Take a passage much beloved of Trinitarians, Phil. 2. We read that
Jesus was found (heuretheis) in fashion (schemati) as
a man, and He humiliated Himself (tapeinoseos), and thereby was
exalted. But in the next chapter, Paul speaks of himself in that
very language. He speaks of how he, too, would be “found” (heuretho)
con-formed to the example of Jesus in His death, and would have his body
of humiliation (tapeinoseos) changed into one like that of Jesus,
“the body of his glory”. We aren’t asked to follow the pattern or schema
of a supposed incarnation of a God as man. We’re asked to follow in the
path of the Lord Jesus, the Son of man, in His path to glory. Repeatedly,
we are promised that His glory is what we will ultimately share,
at the end of our path of humiliation and sharing in His cross (Rom. 8:17;
2 Cor. 3:18; Jn. 17:22,24).
The Challenge of Christ’s Humanity
There is an incredible challenge in the fact
that the Lord Jesus had human nature and yet never sinned. He rose above
sin in all its forms, and yet was absolutely human. It seems to me that
many Christadelphians feel that their calling is to rise above both sin,
and also their own human nature. And this results in their belief that
spirituality is in fact a denial of their humanity. In extreme forms,
we have the white faced nun who has been led to believe that being spiritual
equals being white faced, passionless, and somehow superhuman. In a more
common expression of the same problem, there are some elders who believe
it to be fatal to show any emotional conviction about anything, no chinks
in their armour, no admission of their own human limitations or understanding.

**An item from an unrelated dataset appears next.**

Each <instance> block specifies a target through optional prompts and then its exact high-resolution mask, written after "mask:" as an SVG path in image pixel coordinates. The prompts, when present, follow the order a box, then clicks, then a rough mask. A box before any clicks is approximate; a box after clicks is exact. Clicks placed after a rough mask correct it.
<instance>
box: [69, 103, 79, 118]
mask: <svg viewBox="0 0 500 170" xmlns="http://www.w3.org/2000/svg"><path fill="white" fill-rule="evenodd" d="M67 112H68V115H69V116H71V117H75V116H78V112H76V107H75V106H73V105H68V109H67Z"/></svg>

For this reason I see a similarity between the ‘lives of the saints’ as
recorded in Catholic and Orthodox writings (replete with white faces and
large holy eyes, hands ever folded in prayer, never making a slip) - and
the glossy biographies of Evangelical leaders which jump out at you from
the shelves of Protestant bookstores. They too, apparently, never set
a foot wrong, but progressed from unlikely glory to unlikely glory. All
this arises from an over-emphasis upon the Divine rather than the human
side of the Lord Jesus. The character of the Lord Jesus shows us what
it’s like to be both human and sinless. If we seek to rise above being
human, we are aiming for something that doesn’t exist. The Lord Jesus
wasn’t and isn’t ‘superhuman’; He was and is the image of God stamped
upon humanity, and in this sense the New Testament still calls Him a “man”
even now. We need not take false guilt about being human. We should be
happy with who we are, made in the image of God.